UP Fatality -Pajaro, CA

Train worker killed on tracks in Calif.

(The Associated Press circulated the following article on October 14.)

PAJARO, Calif. – A train worker is dead after a bloody accident on the tracks outside Watsonville.

Union Pacific employee Darrell Clyde Thompson was killed Friday morning while conducting switching operations.

The Monterey County coroner says both of the 49-year-old victim’s legs were severed in the accident involving a Union Pacific locomotive and railroad cars.

A Union Pacific spokesman says the accident is still under investigation.
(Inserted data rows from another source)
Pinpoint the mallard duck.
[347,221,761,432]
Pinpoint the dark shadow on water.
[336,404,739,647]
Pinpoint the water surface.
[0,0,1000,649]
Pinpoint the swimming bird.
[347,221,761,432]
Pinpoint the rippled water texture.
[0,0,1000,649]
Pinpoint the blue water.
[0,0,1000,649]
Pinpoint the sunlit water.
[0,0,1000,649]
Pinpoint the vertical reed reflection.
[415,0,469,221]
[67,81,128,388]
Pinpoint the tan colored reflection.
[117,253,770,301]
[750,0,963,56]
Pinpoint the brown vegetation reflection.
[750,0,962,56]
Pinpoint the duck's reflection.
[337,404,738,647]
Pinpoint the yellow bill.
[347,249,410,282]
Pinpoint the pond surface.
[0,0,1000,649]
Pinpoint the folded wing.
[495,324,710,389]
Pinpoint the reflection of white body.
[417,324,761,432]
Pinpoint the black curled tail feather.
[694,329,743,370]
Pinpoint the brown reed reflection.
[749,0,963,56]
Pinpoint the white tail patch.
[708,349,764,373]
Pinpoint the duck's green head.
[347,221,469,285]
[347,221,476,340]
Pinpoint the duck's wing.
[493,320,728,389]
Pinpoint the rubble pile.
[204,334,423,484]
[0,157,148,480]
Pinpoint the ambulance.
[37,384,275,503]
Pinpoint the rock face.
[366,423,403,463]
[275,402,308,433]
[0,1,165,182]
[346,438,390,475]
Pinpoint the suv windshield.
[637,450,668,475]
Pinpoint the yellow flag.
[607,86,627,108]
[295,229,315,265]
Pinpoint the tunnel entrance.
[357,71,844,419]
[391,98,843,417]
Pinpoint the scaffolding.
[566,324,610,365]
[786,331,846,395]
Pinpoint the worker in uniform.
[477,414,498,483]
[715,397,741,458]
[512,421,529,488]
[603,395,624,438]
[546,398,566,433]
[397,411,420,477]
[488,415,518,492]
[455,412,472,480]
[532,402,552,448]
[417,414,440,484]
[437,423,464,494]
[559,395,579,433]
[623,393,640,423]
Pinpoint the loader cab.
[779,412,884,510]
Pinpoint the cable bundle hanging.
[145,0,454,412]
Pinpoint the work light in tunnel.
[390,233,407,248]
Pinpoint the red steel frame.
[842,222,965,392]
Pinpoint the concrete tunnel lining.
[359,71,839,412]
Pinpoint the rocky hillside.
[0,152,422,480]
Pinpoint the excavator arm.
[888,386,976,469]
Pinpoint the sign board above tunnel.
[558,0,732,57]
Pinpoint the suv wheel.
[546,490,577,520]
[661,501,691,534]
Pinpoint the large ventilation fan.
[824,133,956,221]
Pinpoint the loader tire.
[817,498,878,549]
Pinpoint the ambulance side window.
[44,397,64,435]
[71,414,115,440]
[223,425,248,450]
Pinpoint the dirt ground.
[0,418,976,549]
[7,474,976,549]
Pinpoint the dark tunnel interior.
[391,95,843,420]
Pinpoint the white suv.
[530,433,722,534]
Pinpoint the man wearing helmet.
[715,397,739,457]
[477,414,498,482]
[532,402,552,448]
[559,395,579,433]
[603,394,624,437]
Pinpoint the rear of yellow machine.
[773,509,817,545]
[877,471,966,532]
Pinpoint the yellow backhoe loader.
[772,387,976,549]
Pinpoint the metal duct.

Local officials say the National Transportation Safety Board is now looking into the matter.

From BLET Site

I think I may have read about this in another thread, but it underscores just how dangerous working in a rail yard can be. If this poor guy made a careless mistake in his work, he obviously paid for it with a heavy loss of blood. My condolences would naturally go out to his family.

CANADIANPACIFIC2816

This is most certainly sad news.To think in the 21st century we still have the word “fatality” associated with the railroad.

I guess that’s why the railroads come up with new rules,that we all hate to be fired by.My Dad always said, “Every rule in the rulebook was due to someone being hurt or killed”.

I can’t imagine the greif the family must be dealing with.

Was there any information if this was a remote controled locomotive or one operated by an engineer ? I keep hearing some much bad about the remotes, it makes me wonder everytime I hear of someone getting hurt on the railroads anymore.Technology is suppose to help us.I just think sometimes we make a two steps backwards for every step we take forward.

Really sad news [:(].

Authorities examine death of railroad worker in Calif.

(San Francisco television station CBS 5 posted the following article on its website on October 19.)

PAJARO, Calif. – Authorities are investigating what went wrong at a Union Pacific Railroad yard in Pajaro last week when freewheeling train cars amputated the legs of a brakeman.

Darrell Thompson, 49, of Santa Cruz, died Friday at the Salinas Road switching station where he and a co-worker moved locomotives and train cars to destination yards. The co-worker found Thompson, who had worked for the Union Pacific Railroad for about three years, lying between cars with his legs severed around 9:20 a.m.

The co-worker told investigators he did not see how Thompson became entangled between the cars. Thompson died at the scene.

National Transportation Safety Board Investigator Mike Flanigon said today he and numerous other agencies’ investigators are interviewing co-workers, reviewing employee histories and testing railroad equipment, like the locomotive’s remote control, to determine how and why Thompson ended up underneath the cars.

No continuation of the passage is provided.